Metrics

table_evaluator.metrics.column_correlations(dataset_a: DataFrame, dataset_b: DataFrame, categorical_columns: list[str] | None, theil_u=True)

Column-wise correlation calculation between dataset_a and dataset_b.

Parameters:

dataset_a (pd.DataFrame) – First DataFrame
dataset_b (pd.DataFrame) – Second DataFrame
categorical_columns (list[str]) – The columns containing categorical values
theil_u (bool) – Whether to use Theil’s U. If False, use Cramer’s V.

Returns:

Mean correlation between all columns.

Return type:

float

table_evaluator.metrics.euclidean_distance(y_true: ndarray | Series, y_pred: ndarray | Series) → float

Returns the euclidean distance between y_true and y_pred.

Parameters:

y_true (numpy.ndarray) – The ground truth values.
y_pred (numpy.ndarray) – The predicted values.

Returns:

The mean absolute error.

Return type:

float

table_evaluator.metrics.jensenshannon_distance(colname: str, real_col: Series, fake_col: Series, bins: int = 25) → Dict[str, Any]

Calculate the Jensen-Shannon distance between real and fake data columns.

This function bins the data, calculates probability distributions, and then computes the Jensen-Shannon distance between these distributions.

Parameters:

colname (str) – Name of the column being analyzed.
real_col (pd.Series) – Series containing the real data.
fake_col (pd.Series) – Series containing the fake data.
bins (int, optional) – Number of bins to use for discretization.
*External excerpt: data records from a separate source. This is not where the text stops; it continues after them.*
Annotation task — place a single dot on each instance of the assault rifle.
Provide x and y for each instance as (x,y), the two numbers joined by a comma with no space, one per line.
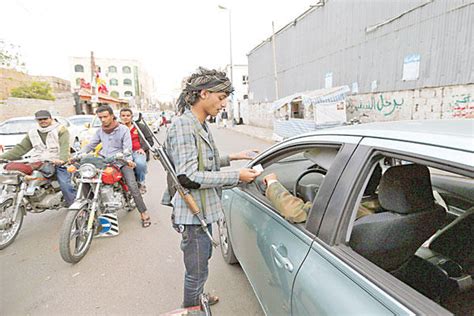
(160,154)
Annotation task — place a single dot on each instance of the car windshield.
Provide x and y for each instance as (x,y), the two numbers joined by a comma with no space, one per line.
(17,127)
(80,121)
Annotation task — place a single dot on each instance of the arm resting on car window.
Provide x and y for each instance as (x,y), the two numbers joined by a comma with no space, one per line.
(290,207)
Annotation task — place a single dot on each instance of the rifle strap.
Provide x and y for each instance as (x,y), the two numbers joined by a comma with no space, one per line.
(201,168)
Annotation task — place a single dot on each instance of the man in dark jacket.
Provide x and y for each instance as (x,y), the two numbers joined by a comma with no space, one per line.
(139,146)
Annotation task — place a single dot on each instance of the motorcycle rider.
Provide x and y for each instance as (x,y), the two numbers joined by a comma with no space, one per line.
(115,138)
(50,141)
(139,146)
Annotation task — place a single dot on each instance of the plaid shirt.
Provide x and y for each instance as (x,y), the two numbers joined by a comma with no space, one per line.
(182,148)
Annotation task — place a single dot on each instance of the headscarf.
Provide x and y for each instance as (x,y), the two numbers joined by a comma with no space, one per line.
(203,79)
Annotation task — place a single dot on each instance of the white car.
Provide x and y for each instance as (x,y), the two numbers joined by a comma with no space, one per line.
(13,130)
(81,121)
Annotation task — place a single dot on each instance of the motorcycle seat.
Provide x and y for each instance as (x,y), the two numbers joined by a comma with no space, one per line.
(26,168)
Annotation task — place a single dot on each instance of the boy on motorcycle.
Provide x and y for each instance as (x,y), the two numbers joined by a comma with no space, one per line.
(139,146)
(49,142)
(115,138)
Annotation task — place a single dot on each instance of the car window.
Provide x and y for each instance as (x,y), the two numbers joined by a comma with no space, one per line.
(17,127)
(96,122)
(415,222)
(80,121)
(301,172)
(62,121)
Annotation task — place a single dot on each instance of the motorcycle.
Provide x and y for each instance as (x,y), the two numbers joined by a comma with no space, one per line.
(101,192)
(25,187)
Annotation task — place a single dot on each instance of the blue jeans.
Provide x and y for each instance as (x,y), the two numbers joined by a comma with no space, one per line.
(64,179)
(197,250)
(141,168)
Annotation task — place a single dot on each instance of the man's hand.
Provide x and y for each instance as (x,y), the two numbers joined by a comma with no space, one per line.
(269,177)
(244,155)
(248,175)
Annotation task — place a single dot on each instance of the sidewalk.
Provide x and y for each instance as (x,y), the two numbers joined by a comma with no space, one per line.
(264,134)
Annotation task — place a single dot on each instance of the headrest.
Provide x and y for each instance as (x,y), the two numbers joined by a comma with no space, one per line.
(406,189)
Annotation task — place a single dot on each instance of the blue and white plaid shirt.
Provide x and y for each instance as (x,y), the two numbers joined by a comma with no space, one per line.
(182,149)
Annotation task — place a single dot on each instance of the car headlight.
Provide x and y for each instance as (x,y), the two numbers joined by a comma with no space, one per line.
(88,170)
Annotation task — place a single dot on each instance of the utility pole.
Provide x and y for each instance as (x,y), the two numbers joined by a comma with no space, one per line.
(275,74)
(93,83)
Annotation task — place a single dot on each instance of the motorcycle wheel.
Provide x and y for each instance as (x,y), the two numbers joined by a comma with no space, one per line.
(74,240)
(7,236)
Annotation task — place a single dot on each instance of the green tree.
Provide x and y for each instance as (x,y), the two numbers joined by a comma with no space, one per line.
(36,90)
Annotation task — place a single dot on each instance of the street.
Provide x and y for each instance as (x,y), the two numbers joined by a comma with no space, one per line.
(138,272)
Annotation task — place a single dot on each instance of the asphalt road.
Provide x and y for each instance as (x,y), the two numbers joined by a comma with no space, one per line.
(138,272)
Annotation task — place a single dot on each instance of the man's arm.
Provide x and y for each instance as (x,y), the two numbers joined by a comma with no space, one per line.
(183,152)
(19,150)
(95,140)
(290,207)
(64,144)
(127,143)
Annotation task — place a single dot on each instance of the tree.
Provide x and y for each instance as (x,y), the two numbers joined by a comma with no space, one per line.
(36,90)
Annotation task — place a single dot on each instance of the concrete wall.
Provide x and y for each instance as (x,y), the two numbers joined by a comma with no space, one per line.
(449,102)
(14,107)
(10,79)
(365,41)
(415,104)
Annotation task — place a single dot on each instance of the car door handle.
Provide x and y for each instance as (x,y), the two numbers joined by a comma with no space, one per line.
(280,260)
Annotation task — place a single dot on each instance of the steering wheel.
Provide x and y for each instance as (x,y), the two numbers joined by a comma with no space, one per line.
(303,174)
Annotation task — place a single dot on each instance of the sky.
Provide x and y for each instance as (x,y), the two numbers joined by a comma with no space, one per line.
(170,38)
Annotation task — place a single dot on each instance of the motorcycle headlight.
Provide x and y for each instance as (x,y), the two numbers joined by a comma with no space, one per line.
(88,170)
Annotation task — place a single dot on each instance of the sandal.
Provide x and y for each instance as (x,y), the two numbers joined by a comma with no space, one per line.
(213,299)
(146,222)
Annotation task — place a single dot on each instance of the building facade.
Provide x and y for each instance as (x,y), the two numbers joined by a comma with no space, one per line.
(400,59)
(125,79)
(238,99)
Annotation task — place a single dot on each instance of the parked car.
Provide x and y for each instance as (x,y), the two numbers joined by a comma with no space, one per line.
(13,130)
(413,253)
(81,121)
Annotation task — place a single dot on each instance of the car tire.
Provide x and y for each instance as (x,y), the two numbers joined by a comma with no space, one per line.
(225,244)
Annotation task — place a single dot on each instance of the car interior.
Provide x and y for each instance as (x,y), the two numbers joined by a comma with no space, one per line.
(424,223)
(423,219)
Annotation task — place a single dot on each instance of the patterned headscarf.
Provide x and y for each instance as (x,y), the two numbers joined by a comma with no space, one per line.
(203,79)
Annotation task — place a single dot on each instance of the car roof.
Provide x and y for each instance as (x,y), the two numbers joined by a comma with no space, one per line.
(457,134)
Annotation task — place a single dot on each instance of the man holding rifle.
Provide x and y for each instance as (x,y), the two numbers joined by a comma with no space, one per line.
(193,152)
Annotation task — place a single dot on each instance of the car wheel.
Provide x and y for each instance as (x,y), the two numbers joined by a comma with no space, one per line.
(226,246)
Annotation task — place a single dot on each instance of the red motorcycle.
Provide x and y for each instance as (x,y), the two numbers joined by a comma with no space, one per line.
(101,192)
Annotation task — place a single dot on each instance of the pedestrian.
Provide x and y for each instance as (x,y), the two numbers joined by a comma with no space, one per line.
(139,146)
(224,116)
(115,138)
(197,162)
(218,120)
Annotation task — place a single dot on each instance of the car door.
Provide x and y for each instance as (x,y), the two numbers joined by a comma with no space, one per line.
(269,248)
(334,279)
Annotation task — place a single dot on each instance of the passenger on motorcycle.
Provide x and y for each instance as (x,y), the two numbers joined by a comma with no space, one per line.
(115,138)
(139,146)
(49,142)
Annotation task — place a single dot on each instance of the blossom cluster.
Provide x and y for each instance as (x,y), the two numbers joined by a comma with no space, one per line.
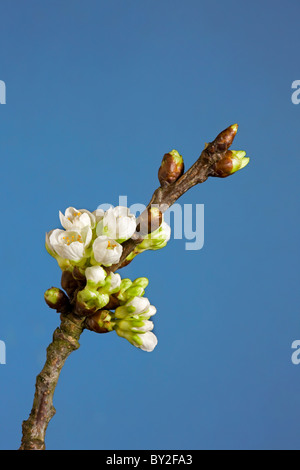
(91,242)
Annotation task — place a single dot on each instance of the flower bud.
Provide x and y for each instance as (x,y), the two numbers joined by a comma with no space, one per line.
(88,301)
(223,141)
(149,221)
(233,161)
(100,322)
(145,341)
(95,276)
(55,298)
(68,283)
(172,167)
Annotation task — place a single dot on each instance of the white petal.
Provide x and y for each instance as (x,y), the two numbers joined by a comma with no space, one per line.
(149,341)
(115,281)
(105,255)
(141,304)
(99,214)
(95,274)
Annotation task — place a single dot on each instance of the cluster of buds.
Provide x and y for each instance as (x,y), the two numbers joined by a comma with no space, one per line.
(90,238)
(130,319)
(89,243)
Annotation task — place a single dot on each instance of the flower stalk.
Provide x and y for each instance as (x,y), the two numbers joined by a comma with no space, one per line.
(90,248)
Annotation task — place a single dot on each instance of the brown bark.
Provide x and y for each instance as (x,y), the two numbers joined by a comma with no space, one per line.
(66,337)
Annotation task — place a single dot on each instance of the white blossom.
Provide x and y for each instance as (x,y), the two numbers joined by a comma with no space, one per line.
(70,244)
(95,274)
(118,223)
(107,251)
(74,218)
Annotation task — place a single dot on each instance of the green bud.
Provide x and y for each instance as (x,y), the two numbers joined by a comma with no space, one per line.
(125,284)
(57,299)
(233,161)
(141,282)
(149,221)
(134,291)
(172,167)
(100,322)
(89,301)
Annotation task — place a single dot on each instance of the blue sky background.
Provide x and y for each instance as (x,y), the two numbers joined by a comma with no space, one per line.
(97,92)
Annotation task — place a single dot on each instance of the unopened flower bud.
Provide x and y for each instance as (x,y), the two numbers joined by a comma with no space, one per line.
(233,161)
(89,301)
(223,141)
(149,221)
(95,276)
(57,299)
(100,322)
(68,283)
(145,341)
(172,167)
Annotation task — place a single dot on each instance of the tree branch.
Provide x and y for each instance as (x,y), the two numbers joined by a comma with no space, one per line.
(66,337)
(65,341)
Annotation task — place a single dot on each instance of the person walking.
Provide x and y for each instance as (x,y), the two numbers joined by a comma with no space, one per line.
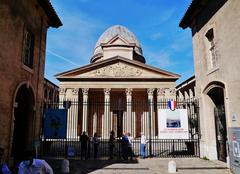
(30,165)
(3,165)
(84,139)
(125,146)
(143,145)
(130,150)
(95,144)
(111,144)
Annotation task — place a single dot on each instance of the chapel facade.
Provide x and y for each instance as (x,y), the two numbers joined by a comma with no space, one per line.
(215,26)
(112,92)
(23,30)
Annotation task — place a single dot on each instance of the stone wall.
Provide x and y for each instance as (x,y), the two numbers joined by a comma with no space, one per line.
(15,17)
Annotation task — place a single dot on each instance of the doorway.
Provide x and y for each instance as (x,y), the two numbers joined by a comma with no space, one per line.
(217,96)
(23,122)
(118,122)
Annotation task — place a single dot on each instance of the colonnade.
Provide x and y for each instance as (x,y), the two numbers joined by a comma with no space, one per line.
(129,116)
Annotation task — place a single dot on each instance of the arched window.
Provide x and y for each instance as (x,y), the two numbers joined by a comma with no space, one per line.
(212,61)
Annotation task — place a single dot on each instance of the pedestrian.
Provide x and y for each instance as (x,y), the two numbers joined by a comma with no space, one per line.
(125,146)
(130,150)
(143,145)
(95,144)
(3,165)
(30,165)
(84,139)
(111,144)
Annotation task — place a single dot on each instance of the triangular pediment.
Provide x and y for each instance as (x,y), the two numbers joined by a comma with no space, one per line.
(118,68)
(117,40)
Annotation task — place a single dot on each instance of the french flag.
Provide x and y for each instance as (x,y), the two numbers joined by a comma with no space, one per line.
(172,104)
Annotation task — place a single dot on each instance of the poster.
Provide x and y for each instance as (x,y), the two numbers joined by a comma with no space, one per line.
(55,123)
(173,124)
(234,148)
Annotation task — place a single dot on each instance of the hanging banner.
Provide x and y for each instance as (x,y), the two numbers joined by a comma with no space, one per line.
(234,148)
(55,123)
(173,124)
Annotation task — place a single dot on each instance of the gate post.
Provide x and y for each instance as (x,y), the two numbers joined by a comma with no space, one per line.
(150,132)
(150,92)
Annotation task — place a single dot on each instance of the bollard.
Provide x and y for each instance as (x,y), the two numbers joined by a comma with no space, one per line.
(172,167)
(65,166)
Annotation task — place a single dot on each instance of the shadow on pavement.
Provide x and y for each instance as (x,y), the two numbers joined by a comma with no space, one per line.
(86,166)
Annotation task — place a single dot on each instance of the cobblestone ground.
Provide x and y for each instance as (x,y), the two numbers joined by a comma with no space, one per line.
(143,166)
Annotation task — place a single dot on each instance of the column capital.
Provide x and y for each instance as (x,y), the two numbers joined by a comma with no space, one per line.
(129,91)
(150,91)
(107,91)
(161,91)
(62,90)
(85,91)
(75,91)
(172,92)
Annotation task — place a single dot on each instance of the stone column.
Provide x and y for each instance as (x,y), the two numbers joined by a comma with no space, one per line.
(62,96)
(191,94)
(160,98)
(151,117)
(106,118)
(85,108)
(130,121)
(73,113)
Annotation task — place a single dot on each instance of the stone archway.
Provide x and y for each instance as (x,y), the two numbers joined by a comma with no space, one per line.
(23,122)
(216,92)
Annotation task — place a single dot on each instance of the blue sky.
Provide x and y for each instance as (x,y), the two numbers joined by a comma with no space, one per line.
(154,22)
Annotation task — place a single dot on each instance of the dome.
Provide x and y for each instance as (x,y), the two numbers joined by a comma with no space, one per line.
(111,33)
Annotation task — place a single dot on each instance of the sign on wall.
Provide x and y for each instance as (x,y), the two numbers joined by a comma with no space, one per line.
(234,148)
(55,123)
(173,124)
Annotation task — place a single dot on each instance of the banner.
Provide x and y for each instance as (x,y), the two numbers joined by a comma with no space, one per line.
(55,123)
(173,124)
(234,148)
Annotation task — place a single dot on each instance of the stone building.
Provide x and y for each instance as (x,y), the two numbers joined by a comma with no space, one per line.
(114,89)
(51,92)
(186,89)
(23,29)
(215,26)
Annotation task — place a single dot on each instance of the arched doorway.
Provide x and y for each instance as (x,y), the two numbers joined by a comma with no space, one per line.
(216,93)
(23,122)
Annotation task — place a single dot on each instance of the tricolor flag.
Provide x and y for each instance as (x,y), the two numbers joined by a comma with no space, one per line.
(172,104)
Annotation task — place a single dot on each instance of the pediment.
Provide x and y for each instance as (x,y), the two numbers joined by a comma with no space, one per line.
(118,68)
(117,40)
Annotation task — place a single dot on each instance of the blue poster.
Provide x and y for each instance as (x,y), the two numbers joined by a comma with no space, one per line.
(55,123)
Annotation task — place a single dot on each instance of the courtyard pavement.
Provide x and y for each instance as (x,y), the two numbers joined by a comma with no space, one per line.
(143,166)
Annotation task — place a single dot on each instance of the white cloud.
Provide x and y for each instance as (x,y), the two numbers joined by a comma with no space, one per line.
(63,58)
(156,36)
(161,59)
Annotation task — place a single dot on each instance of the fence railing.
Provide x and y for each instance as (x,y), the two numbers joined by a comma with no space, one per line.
(69,148)
(142,112)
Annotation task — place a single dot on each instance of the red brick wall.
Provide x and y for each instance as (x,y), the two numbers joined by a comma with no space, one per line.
(15,15)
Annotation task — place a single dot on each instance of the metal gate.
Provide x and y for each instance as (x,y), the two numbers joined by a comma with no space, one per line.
(221,132)
(134,118)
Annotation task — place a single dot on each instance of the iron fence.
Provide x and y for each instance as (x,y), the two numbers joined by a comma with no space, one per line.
(134,117)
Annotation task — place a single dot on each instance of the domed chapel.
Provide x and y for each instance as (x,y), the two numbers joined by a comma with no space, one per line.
(113,92)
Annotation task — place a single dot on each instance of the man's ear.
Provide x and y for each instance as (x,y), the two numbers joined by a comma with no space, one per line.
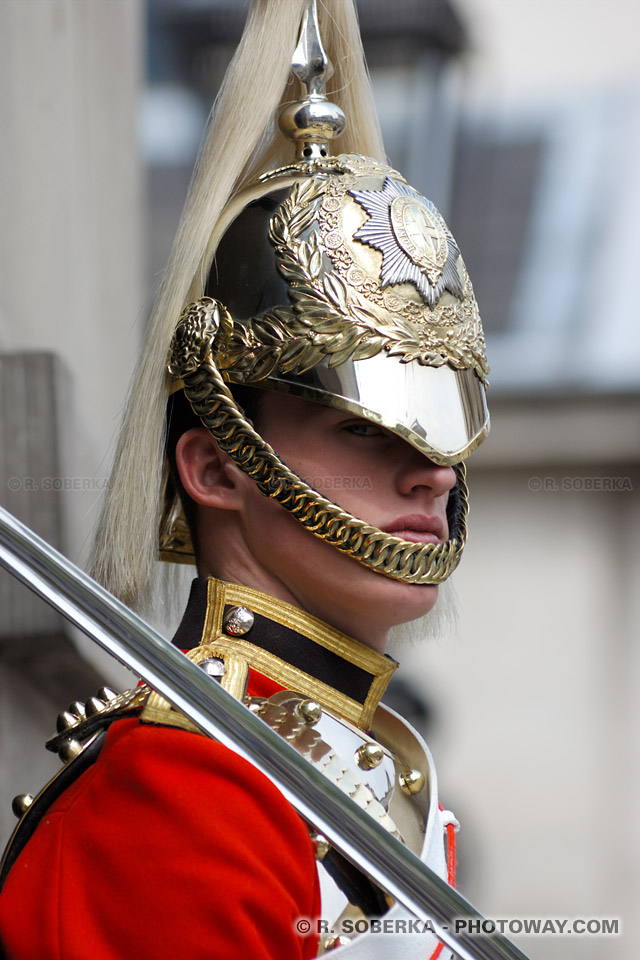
(208,475)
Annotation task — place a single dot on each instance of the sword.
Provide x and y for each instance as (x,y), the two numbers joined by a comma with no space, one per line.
(318,801)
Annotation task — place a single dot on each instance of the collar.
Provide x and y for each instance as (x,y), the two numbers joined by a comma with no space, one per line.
(296,650)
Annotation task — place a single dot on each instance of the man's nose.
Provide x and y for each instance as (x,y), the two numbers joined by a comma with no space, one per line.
(419,471)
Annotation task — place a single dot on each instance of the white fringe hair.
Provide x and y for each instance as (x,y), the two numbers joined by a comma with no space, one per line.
(241,139)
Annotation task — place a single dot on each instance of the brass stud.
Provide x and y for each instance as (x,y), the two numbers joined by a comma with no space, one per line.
(411,781)
(309,711)
(238,621)
(320,844)
(21,804)
(69,749)
(369,756)
(94,706)
(332,943)
(213,667)
(65,721)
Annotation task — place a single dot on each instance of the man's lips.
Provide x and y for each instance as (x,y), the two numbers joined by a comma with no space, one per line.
(417,528)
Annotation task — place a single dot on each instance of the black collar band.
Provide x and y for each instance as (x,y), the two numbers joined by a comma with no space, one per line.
(291,647)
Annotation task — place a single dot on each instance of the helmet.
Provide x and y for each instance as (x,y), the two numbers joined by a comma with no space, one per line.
(332,279)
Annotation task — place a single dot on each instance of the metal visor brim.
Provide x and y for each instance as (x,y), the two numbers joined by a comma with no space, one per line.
(441,411)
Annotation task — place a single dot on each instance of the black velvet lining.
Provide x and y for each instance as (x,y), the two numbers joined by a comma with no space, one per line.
(294,648)
(305,654)
(189,633)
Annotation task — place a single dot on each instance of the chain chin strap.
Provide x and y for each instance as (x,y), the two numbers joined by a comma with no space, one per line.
(192,362)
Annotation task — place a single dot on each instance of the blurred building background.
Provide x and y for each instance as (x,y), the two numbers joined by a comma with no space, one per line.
(522,122)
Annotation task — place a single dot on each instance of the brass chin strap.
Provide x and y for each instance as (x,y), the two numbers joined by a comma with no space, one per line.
(191,361)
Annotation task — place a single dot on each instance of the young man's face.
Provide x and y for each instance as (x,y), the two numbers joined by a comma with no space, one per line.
(370,473)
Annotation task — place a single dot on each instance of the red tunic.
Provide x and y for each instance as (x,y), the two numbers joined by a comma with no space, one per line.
(169,846)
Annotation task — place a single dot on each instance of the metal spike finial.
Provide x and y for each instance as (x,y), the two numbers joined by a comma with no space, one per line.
(313,121)
(310,63)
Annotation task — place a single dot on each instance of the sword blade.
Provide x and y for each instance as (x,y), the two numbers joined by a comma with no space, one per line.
(350,829)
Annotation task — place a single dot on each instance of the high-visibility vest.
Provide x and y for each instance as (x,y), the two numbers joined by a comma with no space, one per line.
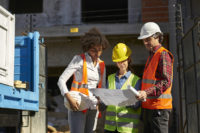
(83,86)
(122,119)
(164,101)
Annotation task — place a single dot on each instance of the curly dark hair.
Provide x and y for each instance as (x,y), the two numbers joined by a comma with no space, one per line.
(93,37)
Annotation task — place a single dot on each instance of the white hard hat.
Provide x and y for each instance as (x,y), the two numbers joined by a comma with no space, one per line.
(148,29)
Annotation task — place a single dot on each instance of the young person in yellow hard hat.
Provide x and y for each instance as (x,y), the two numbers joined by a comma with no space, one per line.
(122,119)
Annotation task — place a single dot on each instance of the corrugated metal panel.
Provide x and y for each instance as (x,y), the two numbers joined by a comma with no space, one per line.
(26,70)
(189,65)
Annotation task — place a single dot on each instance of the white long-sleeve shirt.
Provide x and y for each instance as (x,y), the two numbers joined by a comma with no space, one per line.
(76,67)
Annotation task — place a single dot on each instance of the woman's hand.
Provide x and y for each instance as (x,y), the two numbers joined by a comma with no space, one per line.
(142,96)
(73,103)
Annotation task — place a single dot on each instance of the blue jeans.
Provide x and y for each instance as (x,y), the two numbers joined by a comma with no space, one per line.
(156,120)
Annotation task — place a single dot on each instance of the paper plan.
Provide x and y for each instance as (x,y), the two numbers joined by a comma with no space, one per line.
(115,97)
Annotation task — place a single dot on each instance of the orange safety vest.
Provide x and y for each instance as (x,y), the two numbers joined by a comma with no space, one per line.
(164,101)
(83,86)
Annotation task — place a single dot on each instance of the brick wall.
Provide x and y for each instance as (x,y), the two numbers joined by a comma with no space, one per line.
(155,10)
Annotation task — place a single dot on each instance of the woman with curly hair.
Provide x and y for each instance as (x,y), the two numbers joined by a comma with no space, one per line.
(89,72)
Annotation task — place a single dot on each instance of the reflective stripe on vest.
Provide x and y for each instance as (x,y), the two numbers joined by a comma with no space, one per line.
(122,124)
(164,101)
(122,119)
(83,86)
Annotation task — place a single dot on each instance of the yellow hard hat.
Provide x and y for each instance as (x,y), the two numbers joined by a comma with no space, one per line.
(121,52)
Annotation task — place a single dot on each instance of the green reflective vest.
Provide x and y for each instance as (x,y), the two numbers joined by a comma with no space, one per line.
(123,119)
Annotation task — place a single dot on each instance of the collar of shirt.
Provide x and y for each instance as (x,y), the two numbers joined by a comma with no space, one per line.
(119,82)
(155,49)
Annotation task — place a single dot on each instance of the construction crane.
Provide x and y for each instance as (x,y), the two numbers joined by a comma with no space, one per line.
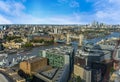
(114,62)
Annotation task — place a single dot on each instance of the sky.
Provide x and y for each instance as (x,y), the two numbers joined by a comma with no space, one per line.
(59,11)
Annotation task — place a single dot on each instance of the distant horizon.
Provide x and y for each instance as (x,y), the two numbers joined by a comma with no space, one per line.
(59,11)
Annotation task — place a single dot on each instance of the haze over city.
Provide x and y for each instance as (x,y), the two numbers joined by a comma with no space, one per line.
(59,11)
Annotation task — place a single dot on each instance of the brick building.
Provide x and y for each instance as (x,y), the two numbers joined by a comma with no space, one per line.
(32,65)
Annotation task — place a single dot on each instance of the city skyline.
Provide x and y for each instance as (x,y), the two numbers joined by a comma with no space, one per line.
(59,11)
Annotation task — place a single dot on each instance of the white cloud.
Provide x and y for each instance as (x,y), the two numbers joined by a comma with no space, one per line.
(11,7)
(3,20)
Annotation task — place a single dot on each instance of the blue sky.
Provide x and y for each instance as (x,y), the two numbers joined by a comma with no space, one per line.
(59,11)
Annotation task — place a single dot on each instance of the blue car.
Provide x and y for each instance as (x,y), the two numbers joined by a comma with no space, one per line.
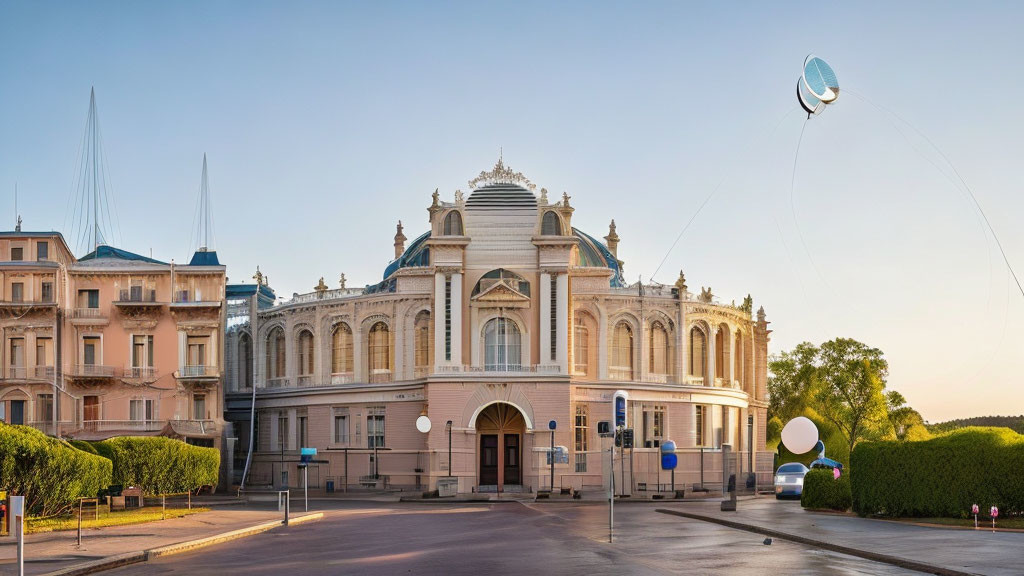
(790,480)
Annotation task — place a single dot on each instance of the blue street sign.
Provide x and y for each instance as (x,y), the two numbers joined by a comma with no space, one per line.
(669,460)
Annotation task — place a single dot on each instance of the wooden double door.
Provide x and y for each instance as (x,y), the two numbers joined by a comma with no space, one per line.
(501,428)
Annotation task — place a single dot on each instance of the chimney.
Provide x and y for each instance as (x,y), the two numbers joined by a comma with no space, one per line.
(399,242)
(612,239)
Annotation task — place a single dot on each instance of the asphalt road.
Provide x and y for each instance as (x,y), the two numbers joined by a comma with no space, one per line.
(505,538)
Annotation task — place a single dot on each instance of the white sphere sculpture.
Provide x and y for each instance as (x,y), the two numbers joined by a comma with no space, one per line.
(800,435)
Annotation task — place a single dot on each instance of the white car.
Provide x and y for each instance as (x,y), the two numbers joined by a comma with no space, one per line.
(790,480)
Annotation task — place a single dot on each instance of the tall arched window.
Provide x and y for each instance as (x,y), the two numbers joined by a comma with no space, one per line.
(737,359)
(622,352)
(659,358)
(453,223)
(341,350)
(245,361)
(551,224)
(275,354)
(581,344)
(422,337)
(304,352)
(380,353)
(502,345)
(698,353)
(721,352)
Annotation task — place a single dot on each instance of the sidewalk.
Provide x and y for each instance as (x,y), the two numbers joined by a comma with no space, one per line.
(53,550)
(958,550)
Defaults to 25.

Returns:

A dictionary containing:

’col_name’: Name of the column.
’js_distance’: The calculated Jensen-Shannon distance.

Return type:

Dict[str, Any]

Note

The number of bins is capped at the length of the real column to avoid empty bins.

table_evaluator.metrics.js_distance_df(real: DataFrame, fake: DataFrame, numerical_columns: List[str]) → DataFrame

Calculate Jensen-Shannon distances between real and fake data for numerical columns.

This function computes the Jensen-Shannon distance for each numerical column in parallel using joblib’s Parallel and delayed functions.

Parameters:

real (pd.DataFrame) – DataFrame containing the real data.
fake (pd.DataFrame) – DataFrame containing the fake data.
numerical_columns (List[str]) – List of column names to compute distances for.

Returns:

A DataFrame with column names as index and Jensen-Shannon: distances as values.

Return type:

pd.DataFrame

Raises:

AssertionError – If the columns in real and fake DataFrames are not identical.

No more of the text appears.